GOLF.com: The Inspiring Story Behind a 295-Over Par College Golf Score
From Volleyball Court to Golf Course in a Matter of Weeks
Reinhardt University's women's golf team needed four players to compete as a team, but only had three. Head coach Evans Nichols reached out to other athletic programs — and volleyball player Jenna Smith answered the call.
Smith had played just nine holes of golf before, reportedly shooting around 200. Her teammate Maja Brodzinska had barely any more experience. The weeks before the Appalachian Athletic Conference tournament played out like a crash course in a subject neither had studied — clubs, tees, and swing mechanics all had to be absorbed at speed.
295-Over Par, Three Rounds, No Quit
At Governors Towne Club in northern Georgia, Smith finished the NAIA conference event with a 511 total — 295-over par. Single-hole scores reached into the teens and twenties. But she finished every round.
More importantly, she improved each day: 184 in round one, 167 in round two, 160 in round three. The hole that tortured her most — the 4th — went from 21 strokes on day one to 11, then down to 7 on the final day. That trajectory matters.
The Mindset Behind the Numbers
After ditching her driver after the first hole (it kept going right, and no one could explain why), Smith completed three rounds with just a putter, wedge, 7-iron, and 4-hybrid. She turned the event into a personal competition: beat your own number tomorrow.

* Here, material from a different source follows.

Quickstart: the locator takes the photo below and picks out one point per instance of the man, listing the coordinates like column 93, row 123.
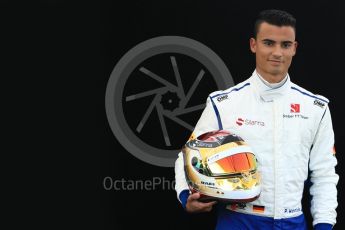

"Your score is not who you are," she told her golf teammates afterward — a message she also delivers to her volleyball teammates after tough losses.
Strokeslab Perspective
While there's no Strokes Gained data to analyze here, Smith's instinct to track personal improvement hole-by-hole mirrors the core philosophy of SG thinking: measure what changed, not just what happened. Her story is a reminder that the growth mindset — not the scorecard — is what drives long-term improvement in golf.
Tracking personal improvement round-by-round is exactly what SG-based thinking teaches — the 295-over score matters far less than the fact that she kept shaving strokes every single day.